A NEW oats variety with improved disease resistance is set to open up new areas to hay production in Western Australia.
The new variety, Koorabup – the Aboriginal name for the Denmark River, meaning Black Swan – was released at a property near Highbury, in WA’s Great Southern.
Koorabup was developed by the South Australian Research and Development Institute (SARDI) with support from the WA Department of Primary Industries and Regional Development (DPIRD), as part of the National Oat Breeding program.
The variety was initially crossed in 2005 from two WA advanced breeding lines and has been tested in field trials at several locations across the nation, including Cunderdin and Highbury in WA.
SARDI principal plant breeder Pamela Zwer said Koorabup had similar traits to the popular oats variety Carrolup, but with improved resistance to fungal disease, septoria.
Septoria occurs throughout the cereal growing areas of WA and is most severe in high rainfall areas, causing crop losses of up to 50 per cent in susceptible varieties.
“The trait that sets Koorabup apart is that it is moderately resistant to moderately susceptible to septoria, whereas most oats varieties are susceptible to highly susceptible to this disease,” she said.
“This resistance can result in hay yields slightly higher than Carrolup and improved quality performance, providing an alternative cropping option – particularly for growers in the medium to high rainfall zones, where septoria is common.”
Dr Zwer said Koorabup also had characteristics highly desired by the oaten hay trade.
“This variety produces a distinctive blueish-green crop, with thin stems that meets hay processing requirements, although its water-soluble carbohydrates averaged slightly lower in WA trials,” she said.
Koorabup is regarded as a mid-tall variety, with early mid to midseason maturity.
In addition to its improved resistance to septoria, it also has good rust and bacterial blight resistances.
DPIRD Research and Industry Innovation managing director Mark Sweetingham said the National Oat Breeding program was a great demonstration of the gains that could be made by collaborative and multidisciplinary research.
“This national program draws on the expertise, resources and market intelligence from throughout the milling oat and export fodder supply chains to develop new varieties to boost profitability in this important industry,” Dr Sweetingham said.
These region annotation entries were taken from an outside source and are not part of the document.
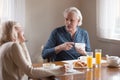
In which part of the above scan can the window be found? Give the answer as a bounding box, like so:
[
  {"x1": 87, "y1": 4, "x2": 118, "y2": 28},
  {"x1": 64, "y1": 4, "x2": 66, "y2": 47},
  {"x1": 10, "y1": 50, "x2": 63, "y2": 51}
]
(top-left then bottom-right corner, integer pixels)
[
  {"x1": 97, "y1": 0, "x2": 120, "y2": 40},
  {"x1": 0, "y1": 0, "x2": 25, "y2": 26}
]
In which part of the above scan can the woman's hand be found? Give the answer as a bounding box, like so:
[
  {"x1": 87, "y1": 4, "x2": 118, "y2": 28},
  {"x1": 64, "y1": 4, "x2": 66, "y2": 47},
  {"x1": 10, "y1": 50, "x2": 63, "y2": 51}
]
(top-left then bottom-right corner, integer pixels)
[{"x1": 75, "y1": 48, "x2": 86, "y2": 55}]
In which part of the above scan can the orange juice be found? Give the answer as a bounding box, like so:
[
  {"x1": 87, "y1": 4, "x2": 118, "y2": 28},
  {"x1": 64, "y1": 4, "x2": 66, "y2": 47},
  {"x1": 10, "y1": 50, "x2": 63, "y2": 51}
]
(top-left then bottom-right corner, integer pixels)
[
  {"x1": 95, "y1": 52, "x2": 101, "y2": 64},
  {"x1": 94, "y1": 67, "x2": 101, "y2": 80},
  {"x1": 87, "y1": 56, "x2": 93, "y2": 68},
  {"x1": 86, "y1": 69, "x2": 93, "y2": 80}
]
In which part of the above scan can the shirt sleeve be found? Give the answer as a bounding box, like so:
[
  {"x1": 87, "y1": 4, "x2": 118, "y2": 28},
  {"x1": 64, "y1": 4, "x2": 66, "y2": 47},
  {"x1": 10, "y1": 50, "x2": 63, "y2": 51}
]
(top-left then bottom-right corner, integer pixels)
[
  {"x1": 85, "y1": 31, "x2": 91, "y2": 52},
  {"x1": 11, "y1": 43, "x2": 62, "y2": 78}
]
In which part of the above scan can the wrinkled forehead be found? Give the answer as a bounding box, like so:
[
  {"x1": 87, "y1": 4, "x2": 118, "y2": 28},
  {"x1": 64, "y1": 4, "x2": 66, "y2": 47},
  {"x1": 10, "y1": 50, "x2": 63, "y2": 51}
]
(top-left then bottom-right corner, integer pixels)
[
  {"x1": 14, "y1": 23, "x2": 24, "y2": 31},
  {"x1": 64, "y1": 11, "x2": 79, "y2": 19}
]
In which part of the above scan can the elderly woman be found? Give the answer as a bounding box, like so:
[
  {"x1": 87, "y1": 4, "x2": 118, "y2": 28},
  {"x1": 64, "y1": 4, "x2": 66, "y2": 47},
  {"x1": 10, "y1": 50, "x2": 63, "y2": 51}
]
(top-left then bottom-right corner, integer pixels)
[
  {"x1": 42, "y1": 7, "x2": 91, "y2": 61},
  {"x1": 0, "y1": 21, "x2": 65, "y2": 80}
]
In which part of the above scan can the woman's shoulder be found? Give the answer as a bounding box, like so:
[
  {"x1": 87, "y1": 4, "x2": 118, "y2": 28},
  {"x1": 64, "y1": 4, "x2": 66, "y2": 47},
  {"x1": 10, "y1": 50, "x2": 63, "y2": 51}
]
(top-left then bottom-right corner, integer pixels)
[{"x1": 78, "y1": 27, "x2": 87, "y2": 33}]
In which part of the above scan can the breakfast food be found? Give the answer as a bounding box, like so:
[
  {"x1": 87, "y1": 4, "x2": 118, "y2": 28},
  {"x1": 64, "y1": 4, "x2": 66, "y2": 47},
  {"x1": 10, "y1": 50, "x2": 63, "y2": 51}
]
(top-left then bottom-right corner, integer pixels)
[{"x1": 73, "y1": 60, "x2": 87, "y2": 68}]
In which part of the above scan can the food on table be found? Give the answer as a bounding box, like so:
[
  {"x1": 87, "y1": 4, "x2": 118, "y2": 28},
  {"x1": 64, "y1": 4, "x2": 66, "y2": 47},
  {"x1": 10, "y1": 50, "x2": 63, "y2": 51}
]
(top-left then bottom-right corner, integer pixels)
[{"x1": 73, "y1": 60, "x2": 87, "y2": 68}]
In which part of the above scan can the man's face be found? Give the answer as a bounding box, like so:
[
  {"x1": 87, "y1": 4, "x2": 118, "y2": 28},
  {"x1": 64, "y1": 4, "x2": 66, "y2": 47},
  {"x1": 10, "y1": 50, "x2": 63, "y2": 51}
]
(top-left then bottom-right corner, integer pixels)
[{"x1": 65, "y1": 12, "x2": 79, "y2": 32}]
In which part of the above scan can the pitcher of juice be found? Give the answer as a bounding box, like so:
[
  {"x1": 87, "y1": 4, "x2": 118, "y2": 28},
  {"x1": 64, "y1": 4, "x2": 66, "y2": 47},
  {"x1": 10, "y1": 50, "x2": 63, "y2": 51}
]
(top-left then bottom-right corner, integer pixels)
[
  {"x1": 87, "y1": 52, "x2": 93, "y2": 69},
  {"x1": 95, "y1": 49, "x2": 102, "y2": 65}
]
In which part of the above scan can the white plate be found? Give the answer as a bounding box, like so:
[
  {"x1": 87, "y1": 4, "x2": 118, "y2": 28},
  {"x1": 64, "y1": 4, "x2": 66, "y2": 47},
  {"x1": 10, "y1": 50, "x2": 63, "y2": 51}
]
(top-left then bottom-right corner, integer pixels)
[{"x1": 67, "y1": 69, "x2": 76, "y2": 73}]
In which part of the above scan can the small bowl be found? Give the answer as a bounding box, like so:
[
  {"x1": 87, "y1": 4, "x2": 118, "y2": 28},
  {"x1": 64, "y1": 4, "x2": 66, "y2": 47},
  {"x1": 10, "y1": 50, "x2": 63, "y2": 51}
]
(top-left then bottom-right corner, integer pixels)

“Cereal hay exports from WA have risen strongly in recent years, worth $175 million in 2016-17, driven by strong demand from Asia, notably Japan, South Korea, China and Taiwan.
“The variety launched today will help grow this industry in WA, while providing another option for growers to manage their cropping program in line with seasonal expectations and sustainable rotations.”
Koorabup seed has been bulked up in the past two years and will be available after harvest via the National Oat Breeding program’s alliance with commercial partner AEXCO.
The National Oat Breeding program is funded by SARDI, DPIRD, AgriFutures Australia, Uncle Tobys Company (owned by Nestle and Cereal Partners Worldwide), AEXCO and the Grains Research and Development Corporation.